Yes, believing in oneself is so important. It projects our confidence to the world and we can tread upon any path 🙂
I really appreciate that, Ruchira- thank you!
I love the new look. I do remember it being different the last time I was here to visit you for another FTSF. I can totally relate to you wearing the different hats. Though I don’t have as many things going on, I am thinking of spreading my wings to new heights that will be “showcased” on my blog really soon. I’m still working out all the ideas hoping to make a plan to manage my time wearing these additional hats so they won’t interfere with my normal wife and mommy duties.
Good luck! I can’t wait to see what it will bring for you!
Looks great! A landing page was a good idea to showcase all your projects.
This all looks fantastic. I’m excited to read more from you as I continue through my own hyphen induced paralysis! Thanks for being so brave to put it out there .
Thank you for that- I appreciate it! xo
congrats on it all…self promotion is vital, we all need to get ourselves out there. I think your dad’s advice was perfect! You go!

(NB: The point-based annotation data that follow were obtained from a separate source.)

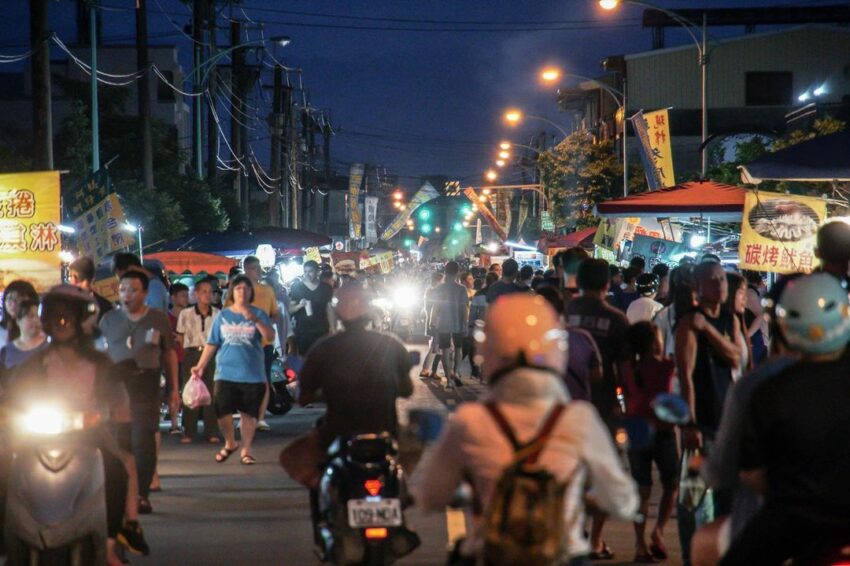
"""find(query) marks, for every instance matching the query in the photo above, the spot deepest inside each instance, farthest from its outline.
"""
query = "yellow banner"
(658, 125)
(778, 232)
(30, 240)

I love the new look. I really like the color choices. It looks fun, girly, yet professional and totally unique.
Thank you so much!!
Finally getting to catch up a bit this morning while I can and just wanted to tell you your site looks gorgeous and definitely love how far you have come, but you 100% most definitely deserve it. Very proud of you and just glad we got to know each other from almost the beginning, early blogging days. You are amazing and your dad’s advice was perfect. Congrats on all your success so far and wishing you so much more to come now, too 🙂
Aw, thanks Janine! I feel grateful that we met each other when we were both starting out. We have both come a long way! Thanks for your kind words! xo
I love the way you did this post – it is wonderful. as you know I too have reached a breaking point (and wrote about it on Wednesday). I love that you have your breaking pint – but Love that I am not alone, does that make sense? And your dad’s advice is spot on – and he must be very proud! Finally, the new look rocks!

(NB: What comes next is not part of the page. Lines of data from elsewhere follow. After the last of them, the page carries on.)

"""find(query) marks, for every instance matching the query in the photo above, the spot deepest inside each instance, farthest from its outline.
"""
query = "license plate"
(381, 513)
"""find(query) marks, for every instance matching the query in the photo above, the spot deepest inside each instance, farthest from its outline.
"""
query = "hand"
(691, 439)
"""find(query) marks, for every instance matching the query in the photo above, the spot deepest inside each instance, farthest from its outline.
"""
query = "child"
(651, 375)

Thanks Allie! Just read your post from Wednesday- we are in this together!
I’ve already told you how much I LOVE the new design, but I totally get what you’re saying. In fact, one of my blog post ideas on my on-going list is about self-promotion and how much I hate it. But, in this overly saturated media world we live in, you have to do it to get noticed. Sad, but true. 🙂
Anyway, I submitted to the anthology too. I have no expectations, but am just proud of myself for actually submitting something when I’ve said I was going to for the last two. 😉 I’m a big fan Stephanie and always look forward to everything you write!

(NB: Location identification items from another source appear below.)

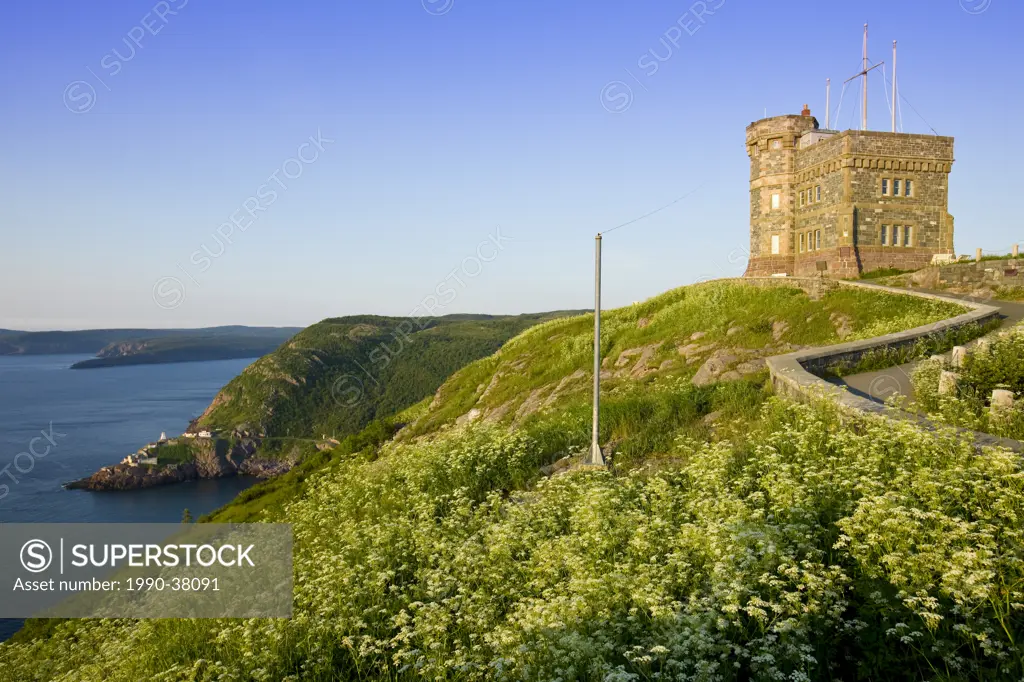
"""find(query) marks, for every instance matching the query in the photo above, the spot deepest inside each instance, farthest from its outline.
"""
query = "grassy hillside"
(737, 536)
(718, 330)
(335, 377)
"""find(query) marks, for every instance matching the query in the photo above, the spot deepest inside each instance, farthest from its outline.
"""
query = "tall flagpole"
(863, 108)
(894, 86)
(596, 457)
(863, 75)
(827, 107)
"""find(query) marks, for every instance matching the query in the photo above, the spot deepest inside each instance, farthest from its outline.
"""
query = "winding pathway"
(881, 384)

Thank you so much for the support- I think many of us struggle with the icky self promotion!
Love the new site. It encompasses all that you are very well. I’m looking for a new website design now and it’s taken me months to decide what I want.
It is such a hard decision. Thanks April!
Stephanie: your website obviously looks wonderful, as the comments above show. I also think that you are handling your various roles quite well. There is a lot of balancing going on. But I think that is what keeps us interested and interesting. Best of luck with your new ventures; I’m looking forward to seeing what they bring!
Thanks so much, Anna!
Looks great, Stephanie! I understand the ick factor. Whenever I feel like I did something self-promoting I have to go lie down for a while to get over it! I think you’re doing it right.
Ha! Thanks for that… 🙂 🙂
I suck at self promotion. Recently I had to send in a bio and struggled so much at how to describe me, the person. Love the new site!